In the summer of 1863, the 122nd New York was part of the First Brigade, Third Division, Sixth Corps. The night of July 1, the 6th Corps marched from Manchester along the Baltimore Pike towards Gettysburg. As the regiment crossed the Pennsylvania - Maryland line, the regimental flag unfurled to the breeze and the drum corps played "Yankee Doodle". At about 4 o'clock the corps reached the Gettysburg battlefield where they were held in reserve for the night to allow the tired troops some much needed sleep. With Titus in command, the regiment was engaged in the Battle of Gettysburg on the Morning of July 3 on the north side of the battlefield in the area of Cemetery Hill and Culps Hill. In the afternoon of July 3 the 122nd NY was held in reserve behind the Union right during Pickett's Charge.
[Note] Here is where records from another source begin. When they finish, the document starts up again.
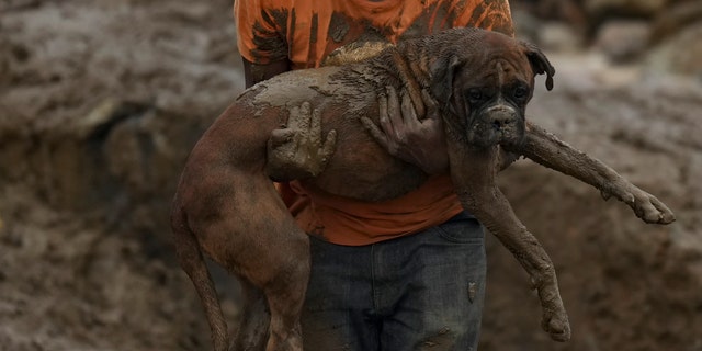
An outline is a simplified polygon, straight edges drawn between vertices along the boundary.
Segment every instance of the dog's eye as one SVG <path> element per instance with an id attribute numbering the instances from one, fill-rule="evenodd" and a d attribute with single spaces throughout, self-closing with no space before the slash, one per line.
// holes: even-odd
<path id="1" fill-rule="evenodd" d="M 483 100 L 483 92 L 479 89 L 471 89 L 468 90 L 468 99 L 471 101 L 480 101 Z"/>
<path id="2" fill-rule="evenodd" d="M 526 98 L 526 94 L 529 94 L 529 90 L 522 86 L 514 88 L 514 91 L 512 92 L 514 99 L 520 100 Z"/>

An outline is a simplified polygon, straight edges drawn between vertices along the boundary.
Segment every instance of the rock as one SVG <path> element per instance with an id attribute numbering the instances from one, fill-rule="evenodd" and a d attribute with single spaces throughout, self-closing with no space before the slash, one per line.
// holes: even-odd
<path id="1" fill-rule="evenodd" d="M 648 22 L 612 20 L 599 29 L 595 46 L 612 63 L 632 63 L 644 55 L 649 33 Z"/>
<path id="2" fill-rule="evenodd" d="M 575 30 L 563 22 L 542 24 L 536 42 L 542 49 L 555 52 L 573 52 L 582 45 Z"/>
<path id="3" fill-rule="evenodd" d="M 586 0 L 585 9 L 597 19 L 609 15 L 654 16 L 665 10 L 667 0 Z"/>
<path id="4" fill-rule="evenodd" d="M 702 22 L 689 25 L 650 48 L 644 65 L 650 75 L 675 73 L 702 81 Z"/>

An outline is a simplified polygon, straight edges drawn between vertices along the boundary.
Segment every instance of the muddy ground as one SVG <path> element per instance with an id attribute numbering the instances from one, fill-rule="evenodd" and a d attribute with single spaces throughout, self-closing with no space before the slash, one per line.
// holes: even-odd
<path id="1" fill-rule="evenodd" d="M 173 260 L 184 158 L 241 91 L 230 1 L 0 2 L 0 350 L 207 350 Z M 573 340 L 539 328 L 523 270 L 490 239 L 482 350 L 702 350 L 702 76 L 552 52 L 529 115 L 677 214 L 646 225 L 521 160 L 501 176 L 558 272 Z M 226 314 L 236 283 L 220 271 Z M 233 326 L 233 325 L 231 325 Z"/>

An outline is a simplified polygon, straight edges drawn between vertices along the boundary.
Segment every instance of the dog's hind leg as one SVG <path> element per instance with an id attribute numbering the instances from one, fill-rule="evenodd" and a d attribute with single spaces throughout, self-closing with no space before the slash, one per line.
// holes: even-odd
<path id="1" fill-rule="evenodd" d="M 517 218 L 496 184 L 498 148 L 473 150 L 449 143 L 451 176 L 456 194 L 466 211 L 495 235 L 526 270 L 539 293 L 542 328 L 556 341 L 570 339 L 568 315 L 551 258 L 539 240 Z"/>
<path id="2" fill-rule="evenodd" d="M 171 217 L 173 241 L 180 265 L 190 276 L 205 308 L 205 315 L 212 329 L 212 343 L 215 351 L 227 350 L 227 324 L 217 299 L 214 282 L 200 251 L 194 234 L 188 227 L 184 215 L 177 212 Z"/>
<path id="3" fill-rule="evenodd" d="M 251 286 L 254 305 L 238 341 L 258 343 L 262 302 L 270 312 L 267 351 L 302 351 L 299 316 L 309 280 L 309 238 L 295 223 L 265 177 L 222 177 L 216 220 L 202 220 L 203 250 Z M 224 191 L 225 186 L 229 186 Z M 264 309 L 264 308 L 263 308 Z M 248 335 L 242 335 L 248 333 Z M 249 350 L 245 344 L 239 350 Z M 258 351 L 258 350 L 257 350 Z"/>
<path id="4" fill-rule="evenodd" d="M 244 312 L 229 350 L 263 351 L 271 320 L 265 295 L 260 288 L 244 280 L 240 280 L 240 283 L 244 293 Z"/>

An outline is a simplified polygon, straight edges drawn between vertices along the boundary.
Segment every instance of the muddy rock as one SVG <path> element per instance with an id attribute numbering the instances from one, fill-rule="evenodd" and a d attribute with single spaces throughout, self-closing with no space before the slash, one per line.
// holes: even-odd
<path id="1" fill-rule="evenodd" d="M 613 20 L 603 24 L 595 45 L 615 64 L 641 59 L 648 46 L 650 24 L 641 20 Z"/>

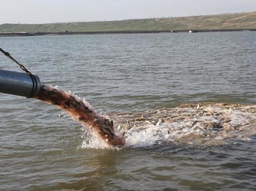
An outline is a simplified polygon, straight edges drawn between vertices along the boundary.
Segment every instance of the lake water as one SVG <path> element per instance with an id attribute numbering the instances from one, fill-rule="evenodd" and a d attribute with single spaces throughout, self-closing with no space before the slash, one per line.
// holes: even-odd
<path id="1" fill-rule="evenodd" d="M 105 115 L 256 103 L 255 32 L 4 37 L 0 47 L 41 82 Z M 0 69 L 20 71 L 15 64 L 0 56 Z M 82 126 L 52 106 L 3 94 L 0 102 L 0 190 L 256 187 L 253 134 L 235 144 L 148 139 L 121 150 L 94 148 L 85 146 Z"/>

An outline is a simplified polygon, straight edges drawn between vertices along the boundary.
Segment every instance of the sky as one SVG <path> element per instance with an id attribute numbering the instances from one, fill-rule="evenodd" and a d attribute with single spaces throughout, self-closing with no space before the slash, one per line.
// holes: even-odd
<path id="1" fill-rule="evenodd" d="M 181 17 L 256 11 L 256 0 L 0 0 L 0 24 Z"/>

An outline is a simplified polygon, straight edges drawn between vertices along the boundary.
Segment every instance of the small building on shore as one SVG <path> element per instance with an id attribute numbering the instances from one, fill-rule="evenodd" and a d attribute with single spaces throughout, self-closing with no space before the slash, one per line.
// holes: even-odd
<path id="1" fill-rule="evenodd" d="M 196 31 L 195 30 L 189 30 L 189 32 L 190 33 L 193 33 L 193 32 L 197 32 L 197 31 Z"/>

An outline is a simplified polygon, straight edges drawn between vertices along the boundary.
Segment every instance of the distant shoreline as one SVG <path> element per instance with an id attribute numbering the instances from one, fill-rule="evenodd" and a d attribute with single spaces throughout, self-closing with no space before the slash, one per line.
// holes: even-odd
<path id="1" fill-rule="evenodd" d="M 92 32 L 0 32 L 0 37 L 35 36 L 44 35 L 67 35 L 80 34 L 143 34 L 157 33 L 181 33 L 181 32 L 230 32 L 256 31 L 256 29 L 207 29 L 207 30 L 179 30 L 161 31 L 92 31 Z"/>

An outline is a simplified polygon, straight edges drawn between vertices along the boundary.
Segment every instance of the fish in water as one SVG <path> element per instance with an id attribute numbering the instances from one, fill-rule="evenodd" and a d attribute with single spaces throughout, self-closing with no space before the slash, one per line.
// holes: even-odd
<path id="1" fill-rule="evenodd" d="M 121 147 L 125 144 L 124 134 L 114 127 L 113 121 L 97 113 L 89 103 L 77 96 L 43 85 L 35 98 L 67 112 L 108 145 Z"/>

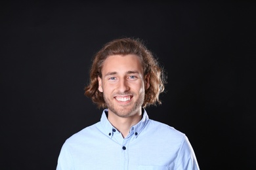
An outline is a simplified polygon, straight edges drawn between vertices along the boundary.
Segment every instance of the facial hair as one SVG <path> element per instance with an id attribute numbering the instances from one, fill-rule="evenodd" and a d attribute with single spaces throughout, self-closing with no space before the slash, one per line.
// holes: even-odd
<path id="1" fill-rule="evenodd" d="M 130 92 L 125 92 L 125 94 L 129 94 Z M 120 94 L 118 93 L 118 95 L 124 95 L 123 93 Z M 143 104 L 144 99 L 145 92 L 143 92 L 139 94 L 139 96 L 137 99 L 133 103 L 131 103 L 127 105 L 117 105 L 118 103 L 116 103 L 114 105 L 114 102 L 109 100 L 106 96 L 105 96 L 104 93 L 103 92 L 103 97 L 105 101 L 106 105 L 108 107 L 108 110 L 111 110 L 113 113 L 119 117 L 127 118 L 136 114 L 136 113 L 141 109 L 141 106 Z M 135 97 L 135 95 L 133 95 Z M 133 97 L 134 99 L 135 97 Z M 111 99 L 114 99 L 114 97 L 112 97 Z M 131 106 L 132 105 L 132 106 Z"/>

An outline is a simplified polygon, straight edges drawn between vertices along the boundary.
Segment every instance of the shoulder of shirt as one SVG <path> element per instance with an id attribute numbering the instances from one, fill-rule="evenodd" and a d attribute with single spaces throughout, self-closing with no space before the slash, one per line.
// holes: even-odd
<path id="1" fill-rule="evenodd" d="M 97 128 L 97 125 L 100 122 L 95 123 L 93 125 L 85 127 L 81 130 L 77 131 L 77 133 L 73 134 L 70 137 L 68 137 L 65 143 L 72 143 L 74 141 L 77 141 L 77 139 L 81 139 L 81 137 L 89 137 L 90 135 L 93 134 L 95 132 L 95 129 Z"/>
<path id="2" fill-rule="evenodd" d="M 157 129 L 158 131 L 164 132 L 164 133 L 166 135 L 175 135 L 176 136 L 180 136 L 181 138 L 183 138 L 184 136 L 186 135 L 184 133 L 175 129 L 174 127 L 164 124 L 163 122 L 160 122 L 157 120 L 150 119 L 148 123 L 149 123 L 148 124 L 149 126 Z"/>

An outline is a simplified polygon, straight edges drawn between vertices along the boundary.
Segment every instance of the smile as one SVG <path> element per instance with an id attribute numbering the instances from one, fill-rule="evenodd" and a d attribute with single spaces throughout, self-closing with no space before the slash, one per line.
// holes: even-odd
<path id="1" fill-rule="evenodd" d="M 116 99 L 117 99 L 119 101 L 127 101 L 131 99 L 130 96 L 126 96 L 126 97 L 116 97 Z"/>

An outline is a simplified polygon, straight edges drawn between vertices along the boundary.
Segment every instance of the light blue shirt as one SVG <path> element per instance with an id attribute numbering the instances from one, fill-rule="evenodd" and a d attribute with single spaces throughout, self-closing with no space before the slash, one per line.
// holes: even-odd
<path id="1" fill-rule="evenodd" d="M 103 111 L 100 122 L 73 135 L 64 143 L 57 170 L 199 169 L 186 136 L 152 120 L 142 120 L 123 139 Z"/>

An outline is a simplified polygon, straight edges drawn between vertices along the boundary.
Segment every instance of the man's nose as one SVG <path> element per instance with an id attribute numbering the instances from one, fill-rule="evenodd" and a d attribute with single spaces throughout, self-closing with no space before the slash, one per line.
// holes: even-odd
<path id="1" fill-rule="evenodd" d="M 121 92 L 126 92 L 129 90 L 129 83 L 125 78 L 120 79 L 119 83 L 119 90 Z"/>

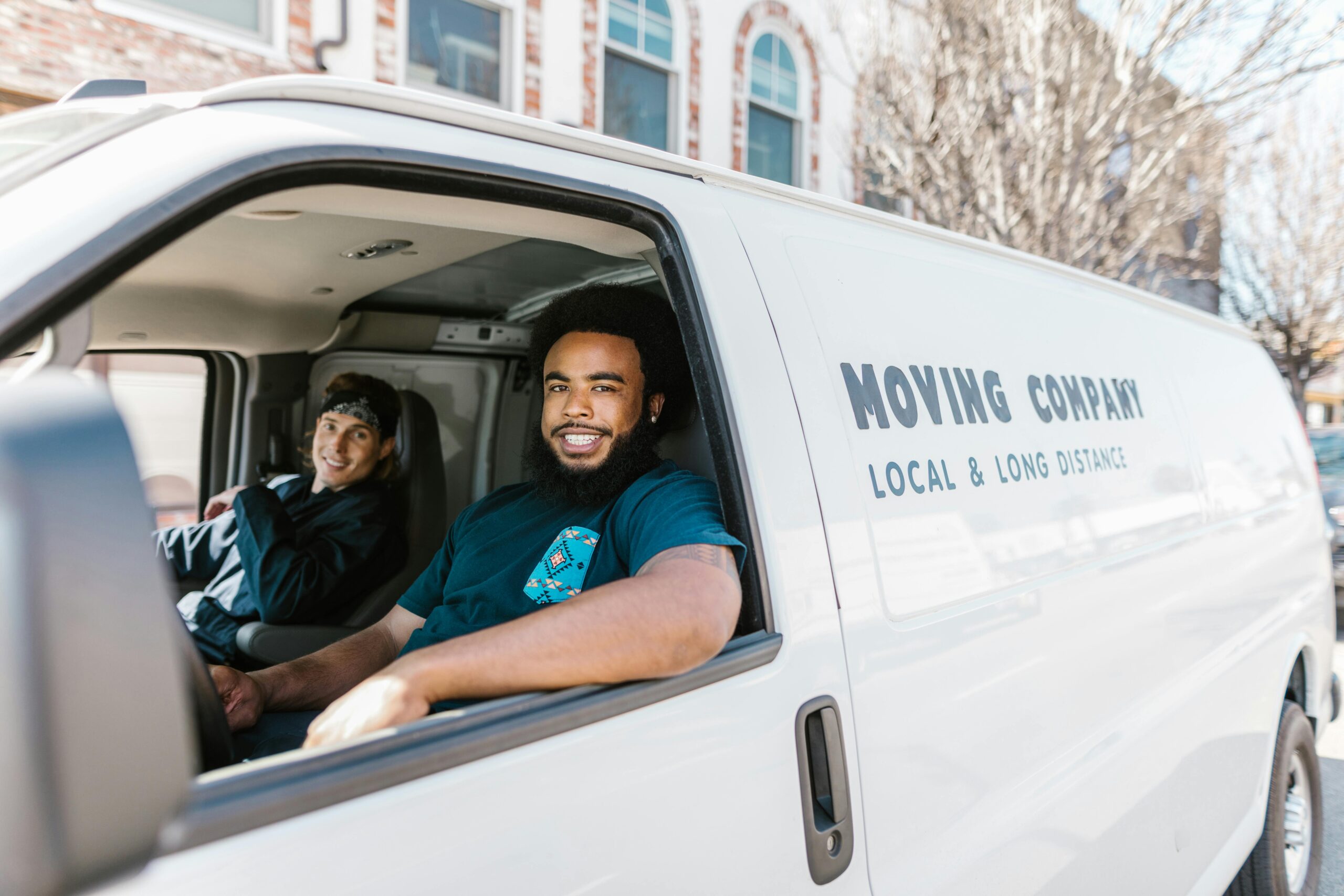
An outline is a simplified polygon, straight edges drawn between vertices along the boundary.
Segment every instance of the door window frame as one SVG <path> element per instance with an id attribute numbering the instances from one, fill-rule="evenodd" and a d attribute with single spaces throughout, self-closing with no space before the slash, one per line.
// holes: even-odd
<path id="1" fill-rule="evenodd" d="M 160 854 L 333 806 L 667 700 L 765 666 L 782 645 L 770 614 L 737 427 L 727 412 L 726 384 L 700 304 L 703 292 L 676 219 L 648 197 L 563 175 L 394 146 L 316 145 L 249 156 L 132 212 L 117 228 L 99 234 L 11 293 L 0 302 L 0 351 L 23 345 L 117 277 L 228 208 L 281 189 L 320 184 L 376 185 L 566 211 L 630 227 L 653 240 L 714 447 L 724 521 L 728 532 L 747 545 L 742 615 L 735 637 L 718 657 L 673 678 L 484 701 L 418 720 L 394 736 L 198 779 L 183 814 L 168 825 Z"/>

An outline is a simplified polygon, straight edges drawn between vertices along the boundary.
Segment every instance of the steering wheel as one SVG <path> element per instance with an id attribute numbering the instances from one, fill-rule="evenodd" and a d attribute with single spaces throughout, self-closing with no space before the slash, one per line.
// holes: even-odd
<path id="1" fill-rule="evenodd" d="M 200 771 L 212 771 L 231 766 L 234 762 L 234 735 L 228 729 L 228 717 L 224 715 L 224 704 L 215 690 L 215 681 L 210 677 L 210 668 L 206 665 L 196 642 L 187 630 L 187 622 L 173 610 L 180 623 L 176 630 L 180 633 L 177 645 L 181 649 L 183 662 L 187 674 L 191 676 L 191 703 L 192 716 L 196 723 L 196 748 L 200 754 Z"/>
Shortly after Gettysburg, Titus was ordered to serve as Provost Marshal of the General Court Marshal in Trenton, New Jersey. After serving one year as a member of the court-martial, he resigned and returned to Syracuse. At the Battle of Williamsburg, a Virginia State flag was captured by Peck's Brigade and was kept by Colonel Titus for several years after the war. Col. Titus' son Silas Wright Titus took the flag back to Virginia and presented it to "those entitled to receive it".

Silas Titus 1898

During the war, Titus was a regular correspondent to the Syracuse Daily Courier & Union newspaper, where, under the nom de plume Scimetar, he wrote several lively letters concerning the war under the heading 'On the Warpath'.

==Postbellum activities==
In the late 1890s, Titus lived with his son Silas Wright Titus in Brooklyn, New York.
In 1899, a fire was caused in his son's home by Colonel Titus smoking on the couch. Titus was dragged to safety by his daughter-in-law; however, he died two weeks later on October 4. He is buried along with his wife, Eliza, and two of his three children in St. Agnes Cemetery in Syracuse.